Once data lives on the GPU, computation is extraordinary fast, but the overhead in data transfer renders using cuda only for matrix multiplication unfeasible. On the other hand, if all data (at least the data important for forward pass and backpropagation) resides already in GPU, significantly larger networks could be trained. This could be achieved with something like:
kad_node_t *kann_new_leaf_array(int *offset, kad_node_p *par, uint8_t flag, float x0_01, int n_d, int32_t d[KAD_MAX_DIM])
{
int i, len, off = offset && par? *offset : -1;
kad_node_t *p;
if (off >= 0 && par[off]) return par[(*offset)++];
p = (kad_node_t*)calloc(1, sizeof(kad_node_t));
p->n_d = n_d, p->flag = flag;
memcpy(p->d, d, n_d * sizeof(int32_t));
len = kad_len(p);
//******************************************
//Use CUDA runtime routines if model will be run in a GPU
#ifdef USE_CUDA
cudaError_t cudaStat;
cudaStat = cudaMalloc( (void**)&p->x, len*sizeof( (*p->x) ));
//check for errors
cudaStat = cudaMemset( (void*)p->x, 0, len )
//check for errors
//default to system
#else
p->x = (float*)calloc(len, sizeof(float));
#endif
//******************************************
if (p->n_d <= 1) {
for (i = 0; i < len; ++i)
p->x[i] = x0_01;
} else {
double sdev_inv;
sdev_inv = 1.0 / sqrt((double)len / p->d[0]);
for (i = 0; i < len; ++i)
//******************************************
//Deal with this
p->x[i] = (float)(kad_drand_normal(0) * sdev_inv);
//******************************************
}
if (off >= 0) par[off] = p, ++(*offset);
return p;
}
Of course, this means a non-trivial amount of code would need to be added defeating a core principle of KANN which is to be small, simple, lean and mean.
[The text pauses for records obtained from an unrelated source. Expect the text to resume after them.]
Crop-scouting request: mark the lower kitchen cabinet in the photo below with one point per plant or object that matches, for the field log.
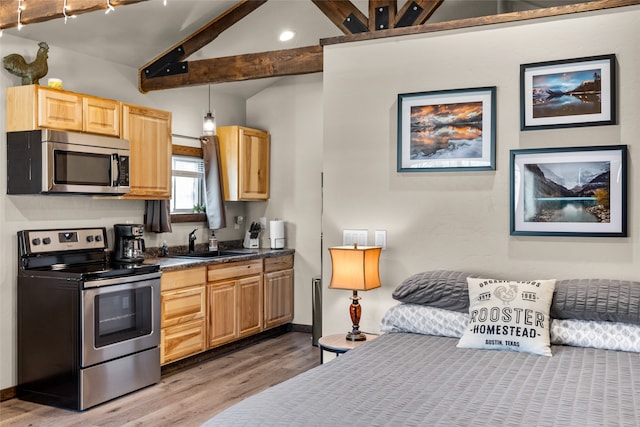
(209, 306)
(182, 340)
(278, 291)
(183, 313)
(223, 303)
(235, 301)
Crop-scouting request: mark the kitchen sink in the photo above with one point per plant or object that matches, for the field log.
(213, 254)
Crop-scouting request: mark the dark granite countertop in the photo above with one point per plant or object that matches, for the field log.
(177, 262)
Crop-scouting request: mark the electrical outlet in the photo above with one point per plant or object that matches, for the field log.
(381, 239)
(349, 237)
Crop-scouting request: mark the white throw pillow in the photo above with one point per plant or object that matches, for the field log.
(509, 315)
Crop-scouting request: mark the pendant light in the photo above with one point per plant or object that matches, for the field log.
(209, 122)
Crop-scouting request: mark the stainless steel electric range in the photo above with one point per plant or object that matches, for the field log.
(88, 330)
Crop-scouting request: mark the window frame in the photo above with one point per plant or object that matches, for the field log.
(183, 150)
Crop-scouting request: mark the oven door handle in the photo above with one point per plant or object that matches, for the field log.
(120, 280)
(115, 170)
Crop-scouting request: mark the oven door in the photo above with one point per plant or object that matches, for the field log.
(72, 168)
(120, 317)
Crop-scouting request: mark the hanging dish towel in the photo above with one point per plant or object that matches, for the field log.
(157, 216)
(213, 182)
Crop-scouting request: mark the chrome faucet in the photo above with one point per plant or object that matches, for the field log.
(192, 241)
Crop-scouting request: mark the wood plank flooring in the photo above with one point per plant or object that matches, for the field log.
(187, 397)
Wow, OpenBLAS is 71 times faster than kann's implementation. Several years ago, it was only twice as fast on my even older machine. I need to revisit matrix multiplication on more recent CPUs at some time. Anyway, users have the option to link against OpenBLAS or other BLAS implementations with
make CBLAS=/path/to/cblas/root
I have just added that to the Getting Started section of README. Thanks!
Hi,
Is there any plan to add CUDA support in the near future ? It will be very useful if we want to train some medium size network. It will also be very attractive for platforms like Tegra TK1, etc. Libraries like caffe and mxnet rely on too many libraries. Sometimes it will consume too much time to resolve these libraries conflicts during installation.